All of lore.kernel.org
 help / color / mirror / Atom feed
* Bug or mis configuration for mlx5e lag and multipath
@ 2019-05-20  1:53 wenxu
  2019-05-23 15:15 ` Roi Dayan
  0 siblings, 1 reply; 4+ messages in thread
From: wenxu @ 2019-05-20  1:53 UTC (permalink / raw)
  To: Roi Dayan, Saeed Mahameed; +Cc: netdev

Hi Roi & Saeed,

I just test the mlx5e lag and mutipath feature. There are some suituation the outgoing can't be offloaded.

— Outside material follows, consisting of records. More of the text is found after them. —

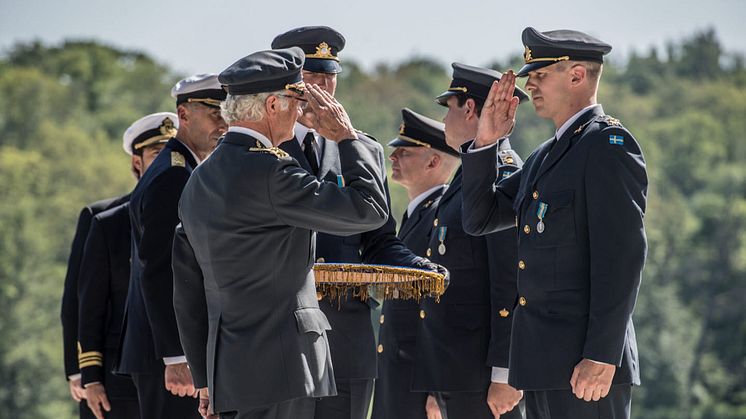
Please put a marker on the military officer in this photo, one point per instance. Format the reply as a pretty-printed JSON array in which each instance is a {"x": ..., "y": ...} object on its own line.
[
  {"x": 423, "y": 163},
  {"x": 245, "y": 296},
  {"x": 104, "y": 279},
  {"x": 150, "y": 350},
  {"x": 351, "y": 339},
  {"x": 579, "y": 202},
  {"x": 468, "y": 332}
]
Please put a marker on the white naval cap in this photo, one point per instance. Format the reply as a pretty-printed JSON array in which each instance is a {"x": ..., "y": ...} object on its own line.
[
  {"x": 200, "y": 88},
  {"x": 150, "y": 129}
]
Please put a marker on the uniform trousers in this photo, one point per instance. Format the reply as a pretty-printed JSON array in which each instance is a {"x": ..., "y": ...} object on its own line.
[
  {"x": 291, "y": 409},
  {"x": 120, "y": 409},
  {"x": 471, "y": 405},
  {"x": 562, "y": 404},
  {"x": 158, "y": 403},
  {"x": 351, "y": 402}
]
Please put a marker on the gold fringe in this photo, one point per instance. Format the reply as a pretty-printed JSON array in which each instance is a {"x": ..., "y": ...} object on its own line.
[{"x": 336, "y": 281}]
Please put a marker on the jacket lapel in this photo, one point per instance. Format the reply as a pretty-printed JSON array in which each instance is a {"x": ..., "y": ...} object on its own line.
[
  {"x": 563, "y": 143},
  {"x": 329, "y": 158},
  {"x": 292, "y": 147}
]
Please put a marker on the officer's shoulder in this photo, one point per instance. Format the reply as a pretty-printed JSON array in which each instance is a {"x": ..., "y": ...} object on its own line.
[{"x": 273, "y": 152}]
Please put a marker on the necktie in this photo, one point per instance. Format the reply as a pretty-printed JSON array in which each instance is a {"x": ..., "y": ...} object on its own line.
[{"x": 310, "y": 153}]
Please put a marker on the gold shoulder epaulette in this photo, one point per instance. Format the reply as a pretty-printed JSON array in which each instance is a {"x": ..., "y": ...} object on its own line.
[
  {"x": 506, "y": 157},
  {"x": 609, "y": 120},
  {"x": 177, "y": 159},
  {"x": 280, "y": 154}
]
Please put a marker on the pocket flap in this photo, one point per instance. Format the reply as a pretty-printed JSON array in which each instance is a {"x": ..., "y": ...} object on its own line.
[{"x": 311, "y": 320}]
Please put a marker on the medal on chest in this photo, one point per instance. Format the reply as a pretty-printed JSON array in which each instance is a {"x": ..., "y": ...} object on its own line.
[
  {"x": 441, "y": 239},
  {"x": 541, "y": 211}
]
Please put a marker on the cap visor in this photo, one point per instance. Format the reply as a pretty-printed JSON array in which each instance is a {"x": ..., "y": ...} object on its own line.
[
  {"x": 322, "y": 66},
  {"x": 523, "y": 72},
  {"x": 442, "y": 98},
  {"x": 398, "y": 142}
]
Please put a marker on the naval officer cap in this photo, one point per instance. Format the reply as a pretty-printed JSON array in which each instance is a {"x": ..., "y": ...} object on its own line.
[
  {"x": 473, "y": 82},
  {"x": 200, "y": 88},
  {"x": 265, "y": 71},
  {"x": 149, "y": 130},
  {"x": 546, "y": 48},
  {"x": 420, "y": 131},
  {"x": 320, "y": 44}
]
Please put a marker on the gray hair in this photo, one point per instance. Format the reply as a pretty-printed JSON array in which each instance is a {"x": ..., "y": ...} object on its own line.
[{"x": 248, "y": 108}]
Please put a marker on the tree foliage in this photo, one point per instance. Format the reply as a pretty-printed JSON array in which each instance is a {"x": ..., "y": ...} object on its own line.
[{"x": 65, "y": 108}]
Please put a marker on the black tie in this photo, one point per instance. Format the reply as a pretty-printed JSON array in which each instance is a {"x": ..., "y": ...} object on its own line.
[{"x": 310, "y": 153}]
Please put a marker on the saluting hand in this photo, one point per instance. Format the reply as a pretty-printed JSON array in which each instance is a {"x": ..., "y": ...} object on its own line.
[
  {"x": 592, "y": 380},
  {"x": 97, "y": 399},
  {"x": 498, "y": 113},
  {"x": 432, "y": 410},
  {"x": 332, "y": 121}
]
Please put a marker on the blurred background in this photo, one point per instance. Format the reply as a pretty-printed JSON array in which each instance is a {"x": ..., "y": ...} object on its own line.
[{"x": 75, "y": 74}]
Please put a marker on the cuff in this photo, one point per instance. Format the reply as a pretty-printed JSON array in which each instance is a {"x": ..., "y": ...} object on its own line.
[
  {"x": 499, "y": 375},
  {"x": 171, "y": 360}
]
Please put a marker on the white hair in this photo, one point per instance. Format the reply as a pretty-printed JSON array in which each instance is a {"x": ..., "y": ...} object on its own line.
[{"x": 249, "y": 108}]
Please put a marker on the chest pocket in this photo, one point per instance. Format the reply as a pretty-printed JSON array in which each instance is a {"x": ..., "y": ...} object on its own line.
[{"x": 559, "y": 220}]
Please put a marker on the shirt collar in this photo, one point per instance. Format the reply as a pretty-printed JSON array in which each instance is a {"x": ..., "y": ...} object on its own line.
[
  {"x": 256, "y": 134},
  {"x": 421, "y": 197},
  {"x": 561, "y": 131},
  {"x": 301, "y": 130},
  {"x": 190, "y": 150}
]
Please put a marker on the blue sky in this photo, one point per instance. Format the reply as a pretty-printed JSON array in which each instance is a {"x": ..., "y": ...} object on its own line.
[{"x": 207, "y": 36}]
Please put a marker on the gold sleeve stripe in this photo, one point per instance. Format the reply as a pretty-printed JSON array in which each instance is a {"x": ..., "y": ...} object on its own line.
[{"x": 90, "y": 364}]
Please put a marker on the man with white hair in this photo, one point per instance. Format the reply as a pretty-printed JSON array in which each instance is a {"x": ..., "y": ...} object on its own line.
[{"x": 244, "y": 289}]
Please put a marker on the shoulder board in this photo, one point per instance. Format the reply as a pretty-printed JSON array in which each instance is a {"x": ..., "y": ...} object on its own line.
[
  {"x": 280, "y": 154},
  {"x": 177, "y": 159},
  {"x": 506, "y": 157},
  {"x": 609, "y": 120}
]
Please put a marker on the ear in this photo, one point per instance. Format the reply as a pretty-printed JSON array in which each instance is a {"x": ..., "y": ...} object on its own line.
[
  {"x": 577, "y": 74},
  {"x": 137, "y": 166},
  {"x": 272, "y": 105},
  {"x": 471, "y": 108},
  {"x": 434, "y": 162},
  {"x": 183, "y": 113}
]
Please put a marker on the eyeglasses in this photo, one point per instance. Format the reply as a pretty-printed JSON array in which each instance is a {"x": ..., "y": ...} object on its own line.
[{"x": 302, "y": 102}]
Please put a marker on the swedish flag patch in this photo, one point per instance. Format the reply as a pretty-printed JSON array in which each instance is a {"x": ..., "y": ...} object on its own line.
[{"x": 616, "y": 139}]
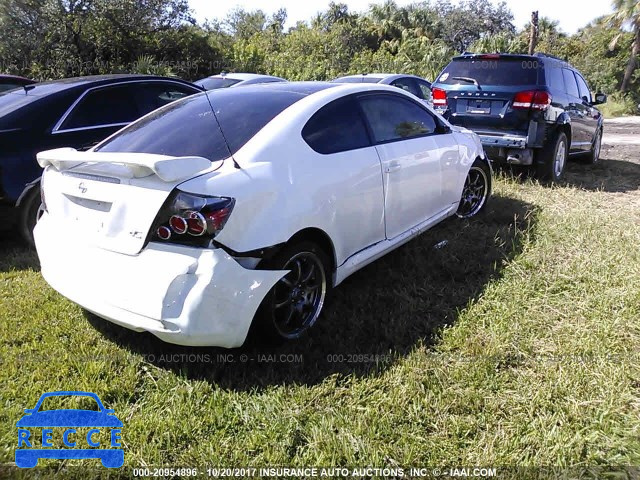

ovs configureation as following.

# ovs-vsctl show
dfd71dfb-6e22-423e-b088-d2022103af6b
    Bridge "br0"
        Port "mlx_pf0vf0"
            Interface "mlx_pf0vf0"
        Port gre
            Interface gre
                type: gre
                options: {key="1000", local_ip="172.168.152.75", remote_ip="172.168.152.241"}
        Port "br0"
            Interface "br0"
                type: internal

set the mlx5e driver:


modprobe mlx5_core
echo 0 > /sys/class/net/eth2/device/sriov_numvfs
echo 0 > /sys/class/net/eth3/device/sriov_numvfs
echo 2 > /sys/class/net/eth2/device/sriov_numvfs
echo 2 > /sys/class/net/eth3/device/sriov_numvfs
lspci -nn | grep Mellanox
echo 0000:81:00.2 > /sys/bus/pci/drivers/mlx5_core/unbind
echo 0000:81:00.3 > /sys/bus/pci/drivers/mlx5_core/unbind
echo 0000:81:03.6 > /sys/bus/pci/drivers/mlx5_core/unbind
echo 0000:81:03.7 > /sys/bus/pci/drivers/mlx5_core/unbind

devlink dev eswitch set pci/0000:81:00.0  mode switchdev encap enable
devlink dev eswitch set pci/0000:81:00.1  mode switchdev encap enable

modprobe bonding mode=802.3ad miimon=100 lacp_rate=1
ip l del dev bond0
ifconfig mlx_p0 down
ifconfig mlx_p1 down
ip l add dev bond0 type bond mode 802.3ad
ifconfig bond0 172.168.152.75/24 up
echo 1 > /sys/class/net/bond0/bonding/xmit_hash_policy
ip l set dev mlx_p0 master bond0
ip l set dev mlx_p1 master bond0
ifconfig mlx_p0 up
ifconfig mlx_p1 up

systemctl start openvswitch
ovs-vsctl set Open_vSwitch . other_config:hw-offload=true
systemctl restart openvswitch


mlx_pf0vf0 is assigned to vm. The tc rule show in_hw

# tc filter ls dev mlx_pf0vf0 ingress
filter protocol ip pref 2 flower
filter protocol ip pref 2 flower handle 0x1
  dst_mac 8e:c0:bd:bf:72:c3
  src_mac 52:54:00:00:12:75
  eth_type ipv4
  ip_tos 0/3
  ip_flags nofrag
  in_hw
    action order 1: tunnel_key set
    src_ip 172.168.152.75
    dst_ip 172.168.152.241
    key_id 1000 pipe
    index 2 ref 1 bind 1
 
    action order 2: mirred (Egress Redirect to device gre_sys) stolen
     index 2 ref 1 bind 1

In the vm:  the mlx5e driver enable xps default (by the way I think it is better not enable xps in default kernel can select queue by each flow),  in the lag mode different vf queue associate with hw PF.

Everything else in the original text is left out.